In una caverna scavata nel ghiaccio dell’altopiano antartico, dove la temperatura media naturale si aggira attorno ai −50 °C, iniziano ora a essere conservati campioni provenienti dai ghiacciai di tutti i continenti. Questo luogo diventa così un archivio fisico della memoria del pianeta, pensato per durare secoli senza bisogno di elettricità o refrigerazione artificiale.
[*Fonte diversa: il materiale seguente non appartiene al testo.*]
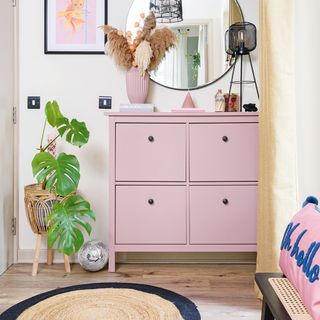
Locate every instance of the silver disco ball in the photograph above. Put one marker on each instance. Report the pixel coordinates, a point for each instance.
(93, 255)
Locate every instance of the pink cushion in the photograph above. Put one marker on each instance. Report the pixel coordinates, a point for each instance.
(300, 255)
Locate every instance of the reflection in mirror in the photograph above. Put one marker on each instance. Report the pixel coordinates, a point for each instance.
(199, 57)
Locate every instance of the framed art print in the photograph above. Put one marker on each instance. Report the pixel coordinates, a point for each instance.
(73, 26)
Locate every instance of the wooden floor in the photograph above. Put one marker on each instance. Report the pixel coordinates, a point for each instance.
(220, 291)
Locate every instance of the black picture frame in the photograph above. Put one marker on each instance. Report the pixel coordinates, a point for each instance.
(48, 50)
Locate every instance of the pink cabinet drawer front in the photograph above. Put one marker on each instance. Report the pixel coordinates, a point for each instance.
(224, 152)
(151, 215)
(150, 152)
(223, 214)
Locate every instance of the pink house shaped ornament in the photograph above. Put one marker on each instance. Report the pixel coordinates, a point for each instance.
(188, 102)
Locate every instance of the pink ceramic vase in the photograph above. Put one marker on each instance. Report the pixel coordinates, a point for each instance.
(137, 86)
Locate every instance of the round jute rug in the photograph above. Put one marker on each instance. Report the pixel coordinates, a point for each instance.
(107, 301)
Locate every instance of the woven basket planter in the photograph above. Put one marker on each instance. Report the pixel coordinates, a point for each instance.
(38, 204)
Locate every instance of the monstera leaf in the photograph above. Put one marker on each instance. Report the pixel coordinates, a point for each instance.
(61, 174)
(53, 113)
(75, 132)
(66, 221)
I primi campioni arrivano dalle Alpi, dalle Ande, dalle isole Svalbard nel Mare della Groenlandia, dal Caucaso e dai monti Pamir in Tagikistan. Sono ghiacciai che si stanno ritirando rapidamente e che, con la loro fusione, stanno cancellando informazioni ambientali uniche. Ogni carota contiene bolle d’aria antica, polveri, aerosol, tracce di eruzioni, incendi e attività umane, una registrazione diretta dell’atmosfera del passato.
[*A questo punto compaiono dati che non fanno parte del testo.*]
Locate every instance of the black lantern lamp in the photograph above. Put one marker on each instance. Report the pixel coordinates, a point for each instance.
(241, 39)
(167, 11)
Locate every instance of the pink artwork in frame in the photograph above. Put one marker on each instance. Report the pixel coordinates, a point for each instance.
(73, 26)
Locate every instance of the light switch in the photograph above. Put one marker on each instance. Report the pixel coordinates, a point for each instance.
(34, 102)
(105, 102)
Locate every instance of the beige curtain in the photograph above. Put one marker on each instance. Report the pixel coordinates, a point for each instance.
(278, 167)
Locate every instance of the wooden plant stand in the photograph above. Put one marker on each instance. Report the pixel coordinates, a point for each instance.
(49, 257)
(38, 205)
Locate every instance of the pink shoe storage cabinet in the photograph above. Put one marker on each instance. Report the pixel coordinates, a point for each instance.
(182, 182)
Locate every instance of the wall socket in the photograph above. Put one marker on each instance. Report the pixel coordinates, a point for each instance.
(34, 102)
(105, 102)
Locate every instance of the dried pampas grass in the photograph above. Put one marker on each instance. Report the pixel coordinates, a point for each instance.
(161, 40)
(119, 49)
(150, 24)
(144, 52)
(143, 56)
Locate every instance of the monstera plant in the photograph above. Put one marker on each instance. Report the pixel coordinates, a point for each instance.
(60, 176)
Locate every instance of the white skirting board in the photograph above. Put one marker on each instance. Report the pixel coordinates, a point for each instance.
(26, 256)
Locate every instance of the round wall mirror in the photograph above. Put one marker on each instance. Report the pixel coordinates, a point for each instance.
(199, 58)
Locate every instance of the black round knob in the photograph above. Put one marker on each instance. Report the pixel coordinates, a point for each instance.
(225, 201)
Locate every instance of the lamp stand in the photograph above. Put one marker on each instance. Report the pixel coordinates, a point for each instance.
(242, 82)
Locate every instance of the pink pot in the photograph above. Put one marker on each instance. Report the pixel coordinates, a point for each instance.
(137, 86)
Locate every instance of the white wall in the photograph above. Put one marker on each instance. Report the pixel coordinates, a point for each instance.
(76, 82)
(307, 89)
Uno studio scientifico recente pubblicato su Nature mostra che lo scioglimento globale dei ghiacciai raggiungerà un picco intorno al 2040. Dopo quella data il ritmo calerà, non tanto perchè il riscaldamento globale rallenterà ma perché molti ghiacciai semplicemente non esisteranno più. Le Alpi, in particolare, si stanno riscaldando a una velocità circa doppia rispetto alla media globale, rendendo l’Europa una delle aree dove questa perdita di memoria avanza più rapidamente.
Per questo la raccolta delle carote di ghiaccio è diventata una vera corsa contro il tempo, da compiere prima che l’acqua di fusione penetri negli strati e ne cancelli le informazioni.